Most people who migrate into the U.S. are people who are escaping poverty and persecution, and many of them could not even buy the plane ticket to cross the border, making it hard for a large percentage of people to become documented in the U.S.
For those who have the privilege of getting a green card, their process does not stop there. Bruno explained that a green card is simply a type of “premium visa.” A person is allowed to work and live in the U.S., pay taxes and be a part of society. But they are still subject to deportation and have to wait a minimum of five years before applying for citizenship.

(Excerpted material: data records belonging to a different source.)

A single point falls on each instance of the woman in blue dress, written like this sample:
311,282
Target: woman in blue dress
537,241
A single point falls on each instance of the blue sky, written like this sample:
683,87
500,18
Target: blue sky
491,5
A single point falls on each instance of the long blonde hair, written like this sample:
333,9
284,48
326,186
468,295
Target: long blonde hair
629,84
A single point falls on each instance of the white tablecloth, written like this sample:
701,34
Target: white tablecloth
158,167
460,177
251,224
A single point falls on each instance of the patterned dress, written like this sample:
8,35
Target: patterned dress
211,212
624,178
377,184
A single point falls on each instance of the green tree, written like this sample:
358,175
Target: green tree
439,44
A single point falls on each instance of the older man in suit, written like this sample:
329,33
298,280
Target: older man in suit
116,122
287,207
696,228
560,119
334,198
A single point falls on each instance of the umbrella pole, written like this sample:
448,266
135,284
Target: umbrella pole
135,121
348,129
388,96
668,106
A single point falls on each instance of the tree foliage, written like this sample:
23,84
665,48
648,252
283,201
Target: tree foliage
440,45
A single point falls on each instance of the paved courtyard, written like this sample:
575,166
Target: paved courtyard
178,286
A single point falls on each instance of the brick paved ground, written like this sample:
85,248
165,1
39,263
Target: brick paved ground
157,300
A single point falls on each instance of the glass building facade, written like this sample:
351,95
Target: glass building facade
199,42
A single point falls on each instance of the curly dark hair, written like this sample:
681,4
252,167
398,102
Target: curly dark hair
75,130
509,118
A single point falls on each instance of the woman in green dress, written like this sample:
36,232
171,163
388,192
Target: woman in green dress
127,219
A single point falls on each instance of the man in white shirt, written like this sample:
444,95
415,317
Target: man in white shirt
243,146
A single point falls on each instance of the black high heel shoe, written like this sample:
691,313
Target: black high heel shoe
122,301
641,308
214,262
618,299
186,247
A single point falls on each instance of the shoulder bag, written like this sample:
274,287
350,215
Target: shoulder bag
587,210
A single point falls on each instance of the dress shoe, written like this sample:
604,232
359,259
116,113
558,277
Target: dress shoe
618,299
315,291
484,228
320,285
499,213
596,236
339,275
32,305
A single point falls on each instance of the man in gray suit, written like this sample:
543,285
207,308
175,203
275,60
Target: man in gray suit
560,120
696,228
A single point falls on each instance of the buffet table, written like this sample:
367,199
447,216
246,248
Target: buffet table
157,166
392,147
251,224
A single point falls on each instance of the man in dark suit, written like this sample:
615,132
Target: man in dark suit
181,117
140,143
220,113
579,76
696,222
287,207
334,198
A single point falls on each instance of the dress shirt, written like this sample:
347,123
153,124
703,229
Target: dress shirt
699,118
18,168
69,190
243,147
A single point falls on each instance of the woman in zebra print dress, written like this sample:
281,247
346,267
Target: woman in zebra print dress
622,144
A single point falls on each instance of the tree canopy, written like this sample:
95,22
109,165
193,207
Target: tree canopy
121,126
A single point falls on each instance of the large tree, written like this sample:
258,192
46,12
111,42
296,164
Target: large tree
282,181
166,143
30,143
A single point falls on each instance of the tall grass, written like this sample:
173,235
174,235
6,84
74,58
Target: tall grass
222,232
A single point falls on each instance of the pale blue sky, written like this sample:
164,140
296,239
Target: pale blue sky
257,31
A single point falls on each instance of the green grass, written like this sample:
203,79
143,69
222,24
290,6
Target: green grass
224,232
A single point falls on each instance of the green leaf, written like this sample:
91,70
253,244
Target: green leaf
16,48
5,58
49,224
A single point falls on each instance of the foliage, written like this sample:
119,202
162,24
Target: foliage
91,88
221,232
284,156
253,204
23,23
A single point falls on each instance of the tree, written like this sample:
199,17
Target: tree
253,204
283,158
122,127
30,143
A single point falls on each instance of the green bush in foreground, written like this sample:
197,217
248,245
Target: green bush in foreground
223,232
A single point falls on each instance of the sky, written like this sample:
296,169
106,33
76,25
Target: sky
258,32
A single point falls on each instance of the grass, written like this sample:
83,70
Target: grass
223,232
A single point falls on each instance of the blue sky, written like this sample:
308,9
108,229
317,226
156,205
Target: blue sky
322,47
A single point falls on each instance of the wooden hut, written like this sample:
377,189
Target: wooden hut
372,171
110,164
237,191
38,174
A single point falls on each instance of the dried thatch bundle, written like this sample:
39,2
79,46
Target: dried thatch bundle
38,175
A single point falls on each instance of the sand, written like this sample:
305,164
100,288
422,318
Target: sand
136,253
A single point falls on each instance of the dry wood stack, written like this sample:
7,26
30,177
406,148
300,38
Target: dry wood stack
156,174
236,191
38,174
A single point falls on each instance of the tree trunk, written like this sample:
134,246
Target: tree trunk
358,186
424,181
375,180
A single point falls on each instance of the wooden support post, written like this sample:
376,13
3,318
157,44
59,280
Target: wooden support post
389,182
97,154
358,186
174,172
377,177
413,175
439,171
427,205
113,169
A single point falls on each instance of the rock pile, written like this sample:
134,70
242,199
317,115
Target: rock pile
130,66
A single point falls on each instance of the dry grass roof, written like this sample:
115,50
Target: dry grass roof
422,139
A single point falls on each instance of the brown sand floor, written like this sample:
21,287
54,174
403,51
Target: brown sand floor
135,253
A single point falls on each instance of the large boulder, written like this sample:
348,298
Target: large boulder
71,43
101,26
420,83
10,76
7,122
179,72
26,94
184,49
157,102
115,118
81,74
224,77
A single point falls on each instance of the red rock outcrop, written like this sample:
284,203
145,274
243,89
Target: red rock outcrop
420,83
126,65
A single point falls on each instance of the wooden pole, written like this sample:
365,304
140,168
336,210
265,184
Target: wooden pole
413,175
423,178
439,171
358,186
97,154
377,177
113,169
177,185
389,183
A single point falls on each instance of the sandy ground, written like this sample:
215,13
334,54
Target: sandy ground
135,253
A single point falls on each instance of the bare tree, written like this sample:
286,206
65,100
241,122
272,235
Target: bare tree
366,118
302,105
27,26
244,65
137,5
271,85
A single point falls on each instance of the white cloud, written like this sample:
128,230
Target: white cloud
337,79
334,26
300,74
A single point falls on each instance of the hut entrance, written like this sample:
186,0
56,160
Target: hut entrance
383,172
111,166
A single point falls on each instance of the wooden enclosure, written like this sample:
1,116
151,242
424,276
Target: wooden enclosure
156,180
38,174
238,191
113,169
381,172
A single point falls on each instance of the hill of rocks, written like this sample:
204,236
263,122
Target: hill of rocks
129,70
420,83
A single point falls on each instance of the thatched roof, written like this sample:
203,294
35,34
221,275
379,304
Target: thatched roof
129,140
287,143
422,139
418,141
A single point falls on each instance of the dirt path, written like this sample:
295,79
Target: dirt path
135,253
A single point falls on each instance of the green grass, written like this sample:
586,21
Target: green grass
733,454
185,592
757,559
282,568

The most recent census of green card holders was done in 2012 by the Department of Homeland Security, and they found that at the time, there was an estimated 13.3 million legal permanent residents in the country. That’s 13.3 million people paying taxes but not allowed to vote for elected officials. Out of these 13.3 million only 8.8 were eligible to naturalize — become a citizen. Additionally only 66 percent of an already very reduced population of immigrants.

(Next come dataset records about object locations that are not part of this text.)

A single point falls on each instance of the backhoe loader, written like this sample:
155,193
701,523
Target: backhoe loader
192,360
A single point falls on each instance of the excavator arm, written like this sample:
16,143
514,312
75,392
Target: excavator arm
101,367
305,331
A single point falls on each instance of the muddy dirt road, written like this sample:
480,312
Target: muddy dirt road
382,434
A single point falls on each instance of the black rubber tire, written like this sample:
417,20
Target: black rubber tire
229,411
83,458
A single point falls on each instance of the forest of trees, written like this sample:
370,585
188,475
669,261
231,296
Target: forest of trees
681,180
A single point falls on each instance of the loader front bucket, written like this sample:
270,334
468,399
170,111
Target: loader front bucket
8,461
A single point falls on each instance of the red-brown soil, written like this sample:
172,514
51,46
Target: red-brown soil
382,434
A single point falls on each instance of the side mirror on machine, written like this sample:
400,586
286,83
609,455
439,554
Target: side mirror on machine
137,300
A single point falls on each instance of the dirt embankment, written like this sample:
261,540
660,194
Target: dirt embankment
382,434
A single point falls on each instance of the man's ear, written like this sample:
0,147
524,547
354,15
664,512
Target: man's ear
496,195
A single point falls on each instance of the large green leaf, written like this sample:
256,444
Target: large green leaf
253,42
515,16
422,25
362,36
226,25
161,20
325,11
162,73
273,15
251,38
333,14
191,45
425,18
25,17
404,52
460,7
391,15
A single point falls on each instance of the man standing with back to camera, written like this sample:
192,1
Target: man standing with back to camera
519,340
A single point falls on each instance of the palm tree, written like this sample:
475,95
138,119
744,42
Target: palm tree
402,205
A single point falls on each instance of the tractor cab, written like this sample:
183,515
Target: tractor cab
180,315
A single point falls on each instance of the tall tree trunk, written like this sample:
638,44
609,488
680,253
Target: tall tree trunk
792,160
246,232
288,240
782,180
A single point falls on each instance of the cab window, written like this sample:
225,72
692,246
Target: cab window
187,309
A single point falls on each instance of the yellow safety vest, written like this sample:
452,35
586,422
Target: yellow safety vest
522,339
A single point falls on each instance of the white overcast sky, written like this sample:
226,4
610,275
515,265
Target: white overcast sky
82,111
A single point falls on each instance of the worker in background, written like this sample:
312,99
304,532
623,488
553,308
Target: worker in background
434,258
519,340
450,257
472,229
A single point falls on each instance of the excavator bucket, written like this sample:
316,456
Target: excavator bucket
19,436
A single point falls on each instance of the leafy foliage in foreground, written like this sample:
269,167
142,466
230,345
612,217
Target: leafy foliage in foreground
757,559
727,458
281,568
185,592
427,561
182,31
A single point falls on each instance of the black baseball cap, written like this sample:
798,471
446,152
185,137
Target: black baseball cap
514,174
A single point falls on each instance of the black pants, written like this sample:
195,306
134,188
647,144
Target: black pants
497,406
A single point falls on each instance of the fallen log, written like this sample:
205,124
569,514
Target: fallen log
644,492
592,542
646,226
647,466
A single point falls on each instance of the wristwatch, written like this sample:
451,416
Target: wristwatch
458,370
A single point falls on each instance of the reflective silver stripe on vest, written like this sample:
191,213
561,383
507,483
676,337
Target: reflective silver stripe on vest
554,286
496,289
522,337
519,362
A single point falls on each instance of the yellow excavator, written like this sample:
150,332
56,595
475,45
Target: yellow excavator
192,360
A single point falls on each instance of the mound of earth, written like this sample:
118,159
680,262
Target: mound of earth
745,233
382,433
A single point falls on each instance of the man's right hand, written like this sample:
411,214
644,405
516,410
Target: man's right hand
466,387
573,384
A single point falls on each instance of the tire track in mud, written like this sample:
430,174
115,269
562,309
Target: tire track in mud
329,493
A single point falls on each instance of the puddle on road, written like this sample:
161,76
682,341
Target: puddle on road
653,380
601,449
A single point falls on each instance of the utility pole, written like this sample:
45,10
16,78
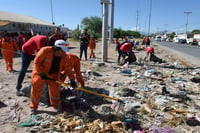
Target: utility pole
137,19
149,17
105,30
187,13
111,21
166,28
52,12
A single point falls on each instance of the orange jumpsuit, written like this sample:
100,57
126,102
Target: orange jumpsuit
92,46
76,65
8,52
42,63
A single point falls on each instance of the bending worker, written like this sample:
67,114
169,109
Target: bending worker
76,65
8,47
149,50
29,50
126,49
50,61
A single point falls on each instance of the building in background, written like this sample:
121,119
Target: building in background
12,22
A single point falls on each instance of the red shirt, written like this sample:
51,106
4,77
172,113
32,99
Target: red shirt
57,37
126,47
149,50
22,39
33,45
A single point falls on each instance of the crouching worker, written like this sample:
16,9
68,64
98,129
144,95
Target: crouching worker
127,54
50,61
76,66
152,57
8,47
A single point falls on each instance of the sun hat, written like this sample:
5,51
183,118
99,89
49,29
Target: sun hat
62,44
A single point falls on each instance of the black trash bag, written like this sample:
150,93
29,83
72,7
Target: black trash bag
131,58
45,93
154,58
195,79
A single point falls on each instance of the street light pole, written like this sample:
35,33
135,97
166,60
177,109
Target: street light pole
52,12
149,17
187,13
105,30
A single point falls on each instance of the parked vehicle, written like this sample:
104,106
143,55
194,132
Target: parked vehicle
169,40
158,38
192,41
175,39
182,41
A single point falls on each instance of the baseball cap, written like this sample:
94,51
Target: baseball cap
62,44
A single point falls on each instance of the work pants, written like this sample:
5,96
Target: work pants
83,48
92,53
26,60
36,91
8,57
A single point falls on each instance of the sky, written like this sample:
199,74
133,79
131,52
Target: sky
167,15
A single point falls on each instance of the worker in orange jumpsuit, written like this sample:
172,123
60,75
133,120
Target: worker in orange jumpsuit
76,65
56,36
149,50
50,60
92,46
126,49
8,47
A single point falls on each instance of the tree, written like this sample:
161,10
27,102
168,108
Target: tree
171,35
76,34
195,31
93,24
122,33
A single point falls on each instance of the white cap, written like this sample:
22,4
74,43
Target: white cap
62,44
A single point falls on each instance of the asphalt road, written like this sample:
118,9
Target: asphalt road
189,52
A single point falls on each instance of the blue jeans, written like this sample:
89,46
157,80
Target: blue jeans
26,60
84,48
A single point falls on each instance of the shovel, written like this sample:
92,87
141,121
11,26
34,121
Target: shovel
120,102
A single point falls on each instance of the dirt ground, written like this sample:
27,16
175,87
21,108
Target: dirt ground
16,109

“The legal avenues to come to this country are becoming more challenging,” said Shannon Gleeson, Associate Professor of Labor Relations, Law & History at the Cornell University School of Industrial and Labor Relations. Gleeson said she thinks this is because when people are undocumented or have to go through such an extended process of getting the necessary papers, it is easier to exploit them in the work force.
Undocumented immigrant workers usually do not have access to certain protections that are given to U.S. citizens or Legal Permanent Residents. Not having access to these protections can result in being exploited to the point of abuse.

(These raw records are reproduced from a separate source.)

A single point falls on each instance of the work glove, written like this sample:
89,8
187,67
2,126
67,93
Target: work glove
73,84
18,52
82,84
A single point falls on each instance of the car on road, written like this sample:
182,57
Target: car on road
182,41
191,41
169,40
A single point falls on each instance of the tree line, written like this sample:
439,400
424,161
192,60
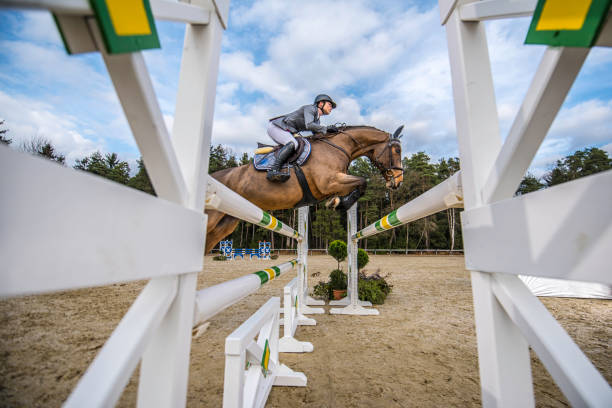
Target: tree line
106,165
438,231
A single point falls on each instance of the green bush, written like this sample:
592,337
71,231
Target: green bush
337,249
322,290
338,279
374,288
362,258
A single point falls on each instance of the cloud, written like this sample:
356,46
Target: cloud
385,63
26,119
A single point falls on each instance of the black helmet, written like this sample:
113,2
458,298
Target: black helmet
324,97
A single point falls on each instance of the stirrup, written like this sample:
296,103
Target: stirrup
278,176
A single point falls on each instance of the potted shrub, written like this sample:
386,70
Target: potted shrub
337,283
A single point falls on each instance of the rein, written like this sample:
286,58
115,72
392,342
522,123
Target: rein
387,171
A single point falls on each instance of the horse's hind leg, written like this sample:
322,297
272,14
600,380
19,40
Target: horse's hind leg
219,226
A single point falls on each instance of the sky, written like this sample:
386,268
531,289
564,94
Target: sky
385,63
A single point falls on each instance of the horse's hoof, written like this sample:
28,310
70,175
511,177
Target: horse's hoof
332,203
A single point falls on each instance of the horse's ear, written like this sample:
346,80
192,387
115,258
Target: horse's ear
397,133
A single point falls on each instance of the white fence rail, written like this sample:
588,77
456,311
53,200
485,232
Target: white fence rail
221,198
292,318
251,387
560,232
214,299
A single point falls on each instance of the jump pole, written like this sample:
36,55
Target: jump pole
353,306
448,194
304,300
212,300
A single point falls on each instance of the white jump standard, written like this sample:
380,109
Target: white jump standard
354,306
251,387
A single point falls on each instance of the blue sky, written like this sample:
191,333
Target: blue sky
385,63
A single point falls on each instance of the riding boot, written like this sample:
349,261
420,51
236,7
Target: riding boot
275,174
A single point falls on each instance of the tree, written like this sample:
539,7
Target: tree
529,184
42,147
362,258
327,225
337,249
141,180
3,138
582,163
245,159
108,166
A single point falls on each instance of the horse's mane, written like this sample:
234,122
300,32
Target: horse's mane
344,128
358,127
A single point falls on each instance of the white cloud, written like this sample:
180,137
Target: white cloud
386,65
26,119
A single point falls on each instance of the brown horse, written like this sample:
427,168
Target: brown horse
325,172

“Many do not come forward with what is happening in fear of deportation or, if they are applying for a visa, that their paperwork will be further delayed and the process will take longer,” she said. “A lot of the time their ability to stay in the country is tied to their ability to have a job.” No immigrant would bite the hand that allows them to stay in the country.
The current political climate also does not help. Gleeson said that most of the unions that used to help undocumented immigrants are now turning against them, sympathizing with President Donald Trump and his anti-immigrant agenda.
For example, “Construction unions are ambivalent to immigration rights and support Trump as well as the wall, as long as it’s union built,” Gleeson said.
However, Gleeson said whatever appointments made by the president in regards to unions and by extension, workers rights and immigration “will change how willing [unions and labor organizations] are to reach out to immigrant communities, something that had been more open with the Obama administration.”
Regardless of all of the barriers — both metaphorical and eventually physical — most people would rather come to the U.S. than stay in dangerous situations.
Rosa said that it is going to be hard for the government to stop immigrants from coming into the country, but he has noticed that is has become exceptionally harder to become a documented immigrant in the U.S.
“Many people go through the process because it’s too dangerous to go back home. You have to find a solution, no matter how long it takes,” Rosa said.